News ID: 313776
Published: 0935 GMT June 11, 2021

Spanish man, 82, builds bench for wife in 30 minutes after council plea ignored

Spanish man, 82, builds bench for wife in 30 minutes after council plea ignored
Manuel Souto, 82, is sitting on the bench he built for his wife.

Whatever the rustic bench that sits on a street in the north-west Spanish town of A Estrada may lack in finish and elegance, it more than makes up for in the devotion that went into its creation.

The pale wooden seat was cobbled together after Manuel Souto, an 82-year-old retired lathe operator, decided to find somewhere for his wife to sit and rest on their daily walks. María Souto, who is 79 and has osteoarthritis, walks with a stick and finds her morning exercise increasingly difficult, reported.

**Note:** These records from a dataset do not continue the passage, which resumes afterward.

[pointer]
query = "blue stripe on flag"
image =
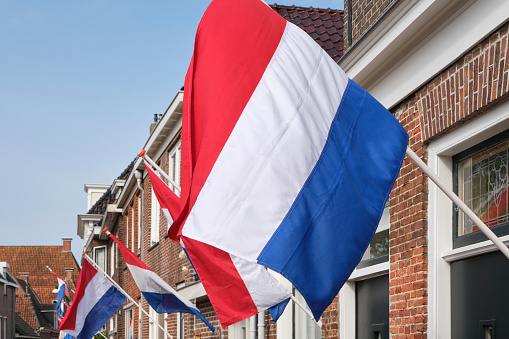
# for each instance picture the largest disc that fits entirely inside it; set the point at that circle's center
(101, 312)
(328, 228)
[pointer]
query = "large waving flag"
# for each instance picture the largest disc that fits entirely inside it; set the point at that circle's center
(236, 288)
(286, 162)
(160, 296)
(95, 301)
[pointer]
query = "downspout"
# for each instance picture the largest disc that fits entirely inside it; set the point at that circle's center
(139, 175)
(261, 325)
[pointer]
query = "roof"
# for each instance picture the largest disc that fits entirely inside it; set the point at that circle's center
(107, 198)
(33, 260)
(325, 26)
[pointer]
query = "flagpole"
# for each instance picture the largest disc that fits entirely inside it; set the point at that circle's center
(159, 169)
(124, 292)
(461, 205)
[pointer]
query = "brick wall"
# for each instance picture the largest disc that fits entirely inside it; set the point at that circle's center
(364, 14)
(476, 82)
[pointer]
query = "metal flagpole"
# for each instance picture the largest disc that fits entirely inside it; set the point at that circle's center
(124, 292)
(461, 205)
(159, 169)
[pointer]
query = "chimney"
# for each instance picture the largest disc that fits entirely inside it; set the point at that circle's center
(68, 274)
(24, 276)
(66, 247)
(3, 268)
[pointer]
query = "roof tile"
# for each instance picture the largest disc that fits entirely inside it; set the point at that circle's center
(323, 25)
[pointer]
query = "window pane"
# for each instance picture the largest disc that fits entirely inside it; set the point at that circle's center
(482, 185)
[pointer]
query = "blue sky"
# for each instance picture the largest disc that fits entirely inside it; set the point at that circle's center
(80, 82)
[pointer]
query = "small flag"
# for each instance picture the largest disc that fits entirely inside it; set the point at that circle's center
(160, 296)
(63, 291)
(95, 301)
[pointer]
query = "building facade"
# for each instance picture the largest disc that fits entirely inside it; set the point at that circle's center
(441, 68)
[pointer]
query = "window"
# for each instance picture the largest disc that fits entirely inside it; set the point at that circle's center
(132, 228)
(481, 181)
(378, 249)
(100, 257)
(127, 230)
(174, 166)
(155, 218)
(112, 258)
(129, 324)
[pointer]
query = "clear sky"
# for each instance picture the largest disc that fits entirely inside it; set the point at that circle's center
(80, 82)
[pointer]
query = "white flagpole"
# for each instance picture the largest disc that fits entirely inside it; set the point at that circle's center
(461, 205)
(159, 169)
(124, 292)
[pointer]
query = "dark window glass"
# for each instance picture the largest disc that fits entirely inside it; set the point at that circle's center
(481, 181)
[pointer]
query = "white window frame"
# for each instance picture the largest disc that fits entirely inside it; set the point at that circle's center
(175, 158)
(132, 228)
(127, 229)
(440, 209)
(139, 223)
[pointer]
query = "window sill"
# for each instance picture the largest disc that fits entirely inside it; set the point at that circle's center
(369, 272)
(473, 250)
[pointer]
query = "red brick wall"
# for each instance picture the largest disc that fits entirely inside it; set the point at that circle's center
(364, 14)
(473, 84)
(476, 82)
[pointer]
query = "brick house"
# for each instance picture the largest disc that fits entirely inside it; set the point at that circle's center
(441, 68)
(35, 300)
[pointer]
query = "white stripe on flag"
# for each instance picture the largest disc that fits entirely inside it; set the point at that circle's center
(308, 86)
(94, 291)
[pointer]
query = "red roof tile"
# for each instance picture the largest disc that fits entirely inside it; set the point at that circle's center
(33, 260)
(325, 26)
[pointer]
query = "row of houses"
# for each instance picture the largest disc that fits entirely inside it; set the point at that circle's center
(441, 68)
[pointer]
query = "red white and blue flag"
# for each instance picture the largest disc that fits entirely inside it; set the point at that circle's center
(236, 288)
(286, 162)
(95, 301)
(160, 296)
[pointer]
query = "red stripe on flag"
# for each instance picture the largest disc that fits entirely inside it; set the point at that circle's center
(166, 197)
(239, 49)
(87, 273)
(225, 288)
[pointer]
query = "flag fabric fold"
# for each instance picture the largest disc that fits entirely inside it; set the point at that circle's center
(63, 291)
(237, 289)
(160, 296)
(95, 301)
(286, 162)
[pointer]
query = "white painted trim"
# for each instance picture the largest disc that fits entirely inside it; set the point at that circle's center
(171, 119)
(422, 42)
(472, 250)
(370, 272)
(440, 228)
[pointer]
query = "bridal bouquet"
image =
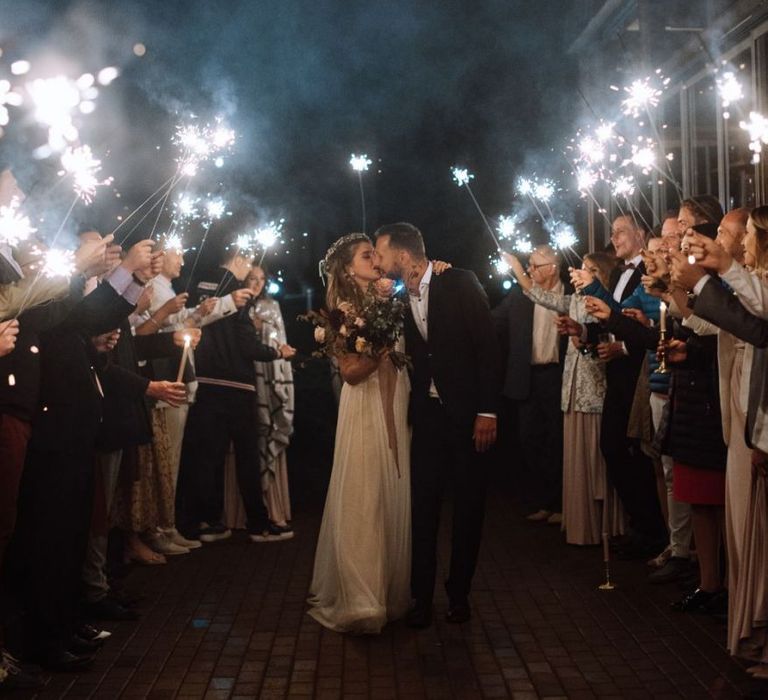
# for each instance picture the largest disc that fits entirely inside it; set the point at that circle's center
(372, 330)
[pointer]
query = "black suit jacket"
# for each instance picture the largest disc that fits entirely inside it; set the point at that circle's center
(69, 410)
(461, 354)
(514, 325)
(621, 373)
(723, 308)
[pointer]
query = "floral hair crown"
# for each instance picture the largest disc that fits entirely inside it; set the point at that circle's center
(338, 245)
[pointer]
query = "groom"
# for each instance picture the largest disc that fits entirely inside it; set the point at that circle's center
(449, 335)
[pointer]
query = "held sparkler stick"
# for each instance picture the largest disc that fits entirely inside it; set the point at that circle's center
(360, 165)
(662, 368)
(184, 356)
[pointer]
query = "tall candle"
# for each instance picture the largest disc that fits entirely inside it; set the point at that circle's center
(184, 355)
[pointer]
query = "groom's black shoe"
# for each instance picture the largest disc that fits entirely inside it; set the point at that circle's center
(419, 616)
(458, 612)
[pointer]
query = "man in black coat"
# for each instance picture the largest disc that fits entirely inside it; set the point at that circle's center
(46, 554)
(629, 470)
(455, 383)
(533, 383)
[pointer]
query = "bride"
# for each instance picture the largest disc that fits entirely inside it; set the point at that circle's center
(362, 568)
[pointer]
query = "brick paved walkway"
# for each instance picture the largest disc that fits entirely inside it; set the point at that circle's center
(228, 621)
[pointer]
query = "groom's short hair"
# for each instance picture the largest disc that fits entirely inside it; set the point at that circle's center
(404, 236)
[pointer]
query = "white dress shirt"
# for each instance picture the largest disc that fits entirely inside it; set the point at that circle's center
(420, 310)
(621, 285)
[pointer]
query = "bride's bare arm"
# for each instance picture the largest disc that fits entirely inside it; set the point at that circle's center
(355, 368)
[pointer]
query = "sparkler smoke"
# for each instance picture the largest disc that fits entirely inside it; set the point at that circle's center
(729, 89)
(360, 165)
(14, 227)
(508, 231)
(58, 263)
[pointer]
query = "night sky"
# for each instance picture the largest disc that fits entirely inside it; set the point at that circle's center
(418, 86)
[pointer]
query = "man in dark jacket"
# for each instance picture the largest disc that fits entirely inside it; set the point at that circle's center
(222, 413)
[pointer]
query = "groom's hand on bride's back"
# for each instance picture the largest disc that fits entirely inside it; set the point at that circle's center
(484, 434)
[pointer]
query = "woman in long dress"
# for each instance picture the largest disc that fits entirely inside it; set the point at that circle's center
(590, 505)
(362, 564)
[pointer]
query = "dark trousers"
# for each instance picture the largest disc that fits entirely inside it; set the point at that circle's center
(441, 450)
(540, 428)
(631, 472)
(220, 415)
(45, 558)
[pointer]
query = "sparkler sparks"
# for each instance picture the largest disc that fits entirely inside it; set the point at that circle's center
(14, 227)
(80, 163)
(360, 163)
(642, 96)
(58, 263)
(461, 176)
(562, 236)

After efforts to lobby the local council to install benches along their usual route came to nothing, Souto took matters into his own hands and headed to the local DIY shop.

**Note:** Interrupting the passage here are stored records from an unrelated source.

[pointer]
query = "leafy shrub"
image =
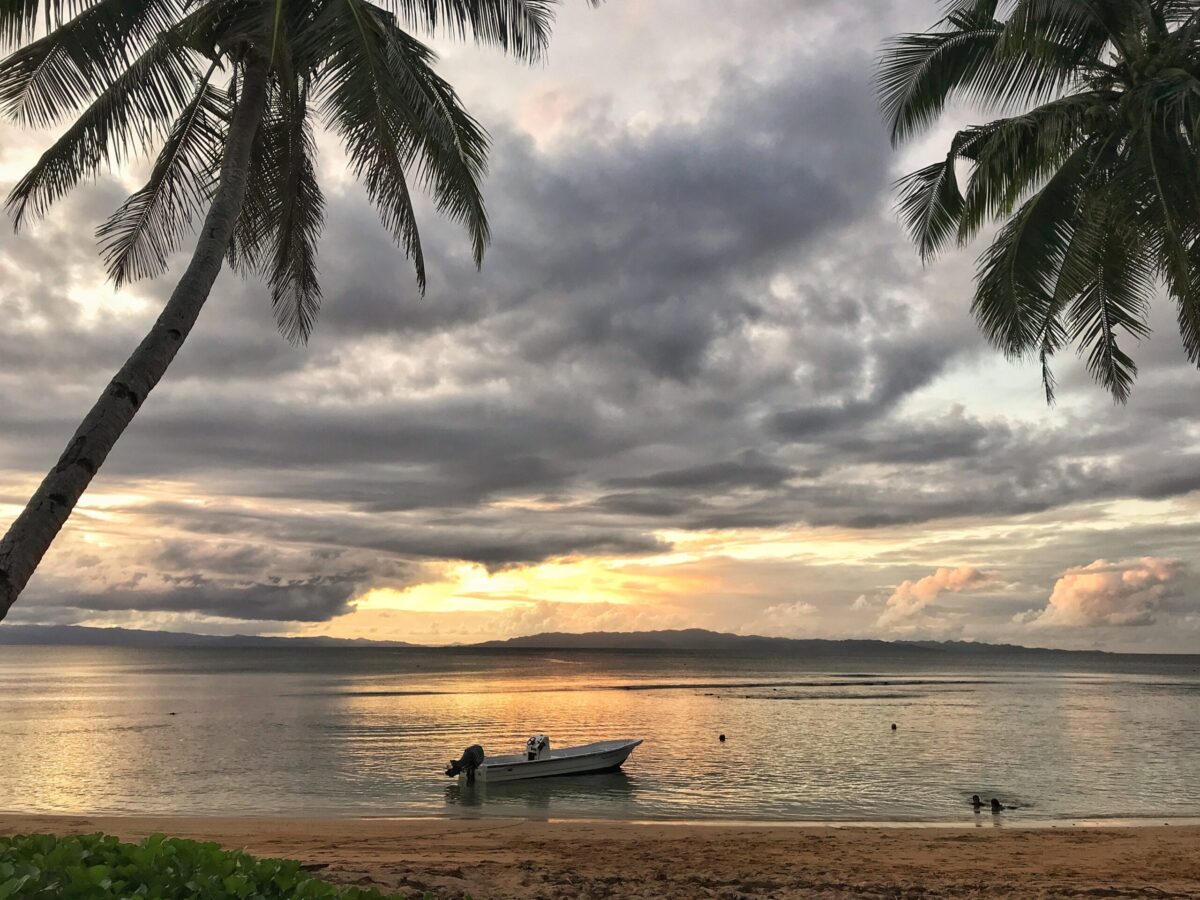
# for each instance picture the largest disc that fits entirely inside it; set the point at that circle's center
(96, 867)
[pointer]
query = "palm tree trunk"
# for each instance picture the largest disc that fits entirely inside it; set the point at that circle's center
(31, 534)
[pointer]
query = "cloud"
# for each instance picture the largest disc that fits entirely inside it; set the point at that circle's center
(905, 609)
(1126, 593)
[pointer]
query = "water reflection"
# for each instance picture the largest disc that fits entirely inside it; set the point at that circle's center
(359, 732)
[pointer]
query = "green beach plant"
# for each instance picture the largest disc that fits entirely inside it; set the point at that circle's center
(96, 867)
(231, 91)
(1095, 178)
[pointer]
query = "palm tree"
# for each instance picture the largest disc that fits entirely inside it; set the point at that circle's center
(229, 90)
(1095, 181)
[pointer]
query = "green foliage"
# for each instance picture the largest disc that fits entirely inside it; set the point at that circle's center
(160, 78)
(95, 867)
(1096, 186)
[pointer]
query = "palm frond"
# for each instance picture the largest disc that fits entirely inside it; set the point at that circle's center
(1115, 299)
(69, 67)
(299, 217)
(919, 72)
(449, 147)
(930, 203)
(519, 27)
(1017, 276)
(139, 237)
(1012, 157)
(126, 118)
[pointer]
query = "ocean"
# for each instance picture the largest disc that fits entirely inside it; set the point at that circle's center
(369, 732)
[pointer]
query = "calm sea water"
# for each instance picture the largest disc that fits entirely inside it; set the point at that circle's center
(369, 732)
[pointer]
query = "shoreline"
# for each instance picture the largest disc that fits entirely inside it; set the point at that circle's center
(503, 858)
(982, 820)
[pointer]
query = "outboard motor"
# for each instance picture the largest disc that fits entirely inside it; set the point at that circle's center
(538, 747)
(472, 759)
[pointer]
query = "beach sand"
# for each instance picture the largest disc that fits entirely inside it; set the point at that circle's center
(503, 859)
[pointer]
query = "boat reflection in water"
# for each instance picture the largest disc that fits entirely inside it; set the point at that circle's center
(565, 795)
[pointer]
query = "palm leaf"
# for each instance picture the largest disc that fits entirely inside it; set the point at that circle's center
(299, 216)
(1017, 275)
(519, 27)
(138, 238)
(127, 117)
(72, 65)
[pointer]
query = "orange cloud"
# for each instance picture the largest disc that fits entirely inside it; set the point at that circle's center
(1102, 593)
(905, 609)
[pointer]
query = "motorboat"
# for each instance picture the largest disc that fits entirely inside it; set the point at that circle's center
(539, 761)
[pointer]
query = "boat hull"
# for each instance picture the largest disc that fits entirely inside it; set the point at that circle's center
(591, 759)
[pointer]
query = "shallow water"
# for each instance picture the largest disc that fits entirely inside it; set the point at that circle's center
(367, 732)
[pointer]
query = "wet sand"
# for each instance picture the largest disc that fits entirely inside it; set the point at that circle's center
(511, 859)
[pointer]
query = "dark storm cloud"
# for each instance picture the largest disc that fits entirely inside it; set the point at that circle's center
(310, 600)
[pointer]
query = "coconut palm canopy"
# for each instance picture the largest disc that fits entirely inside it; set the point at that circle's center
(1095, 180)
(136, 75)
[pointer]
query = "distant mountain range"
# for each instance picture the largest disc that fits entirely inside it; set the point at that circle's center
(679, 640)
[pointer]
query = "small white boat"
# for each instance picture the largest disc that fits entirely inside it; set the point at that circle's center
(539, 761)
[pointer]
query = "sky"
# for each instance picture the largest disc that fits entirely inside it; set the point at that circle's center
(702, 381)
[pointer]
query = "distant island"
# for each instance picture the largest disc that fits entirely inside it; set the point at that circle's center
(684, 640)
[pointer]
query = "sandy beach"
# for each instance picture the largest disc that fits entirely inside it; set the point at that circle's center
(510, 859)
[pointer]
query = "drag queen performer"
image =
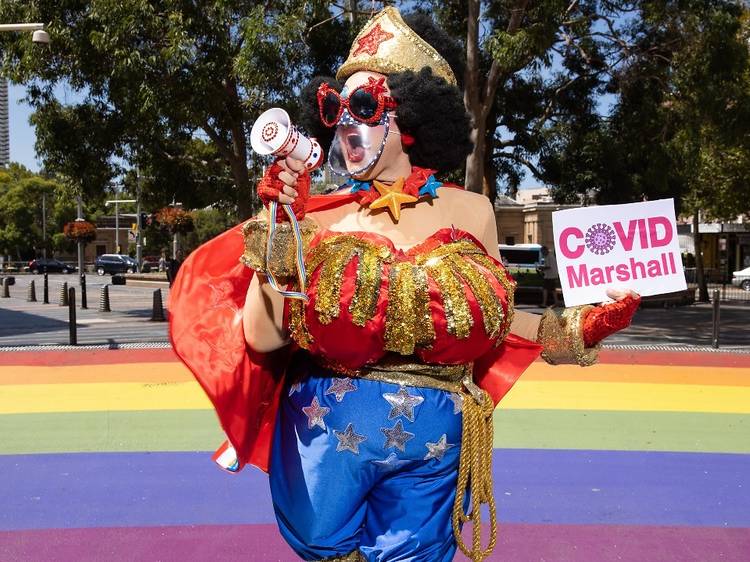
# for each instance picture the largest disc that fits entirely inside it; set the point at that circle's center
(368, 394)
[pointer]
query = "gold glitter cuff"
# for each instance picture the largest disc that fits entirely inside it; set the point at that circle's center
(402, 371)
(353, 556)
(562, 337)
(283, 250)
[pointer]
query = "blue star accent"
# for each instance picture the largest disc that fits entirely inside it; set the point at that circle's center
(391, 462)
(358, 185)
(430, 188)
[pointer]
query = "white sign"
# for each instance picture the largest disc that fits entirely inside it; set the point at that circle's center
(632, 246)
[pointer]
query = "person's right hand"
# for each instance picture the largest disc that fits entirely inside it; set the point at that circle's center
(287, 182)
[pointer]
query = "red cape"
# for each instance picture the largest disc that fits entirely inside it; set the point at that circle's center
(244, 386)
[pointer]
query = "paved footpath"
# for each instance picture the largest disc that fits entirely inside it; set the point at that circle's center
(105, 455)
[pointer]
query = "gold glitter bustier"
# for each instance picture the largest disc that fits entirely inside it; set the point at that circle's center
(444, 301)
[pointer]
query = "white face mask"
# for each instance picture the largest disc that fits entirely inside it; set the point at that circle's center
(356, 147)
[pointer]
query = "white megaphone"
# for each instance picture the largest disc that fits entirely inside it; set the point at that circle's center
(274, 133)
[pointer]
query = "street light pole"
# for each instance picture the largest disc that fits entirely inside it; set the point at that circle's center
(175, 236)
(116, 203)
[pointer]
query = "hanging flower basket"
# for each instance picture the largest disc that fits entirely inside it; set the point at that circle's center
(80, 231)
(176, 220)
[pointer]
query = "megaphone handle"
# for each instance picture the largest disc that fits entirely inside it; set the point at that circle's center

“The bench took me about half an hour,” he told La Voz de Galicia. “I got some wood but I had a saw at home because I still have my workshop. It was just a matter of sawing and nailing and I finished almost straight away.”

Souto admits the finished product could do with a bit more sanding and some varnishing, but said it’s sturdy enough and does the job. A local shop owner gave his permission for Souto to put the bench outside his store, and it was installed overnight last week as a surprise for María.

“When she saw it, she was delighted,” Souto told the online paper Nius. “I got a kiss and a hug.”

The bench is already proving popular with people in A Estrada but Souto is keen for it to be used by those most in need of respite — hence the message, inked in marker pen, along the back: “Respeten. Para mallores” (Be thoughtful. For older people).

Some have pointed out that mallores should be spelled mayores, but Souto isn’t bothered by the mistake.

“I didn’t go to school,” he told Nius. “I started working when I was a child and worked all my life. Just like my wife. The poor thing has never stopped working.”

Souto jokes that his guerrilla seating efforts could have consequences — “If I go to jail, someone’ll need to bring me tobacco” — but so far, the only fallout has been an outpouring of affection and the odd request for a similar bench.

“A few neighbors have been in touch asking me to make another one, but I’ve said no,” he said. “I made just the one and it’s just for my wife.”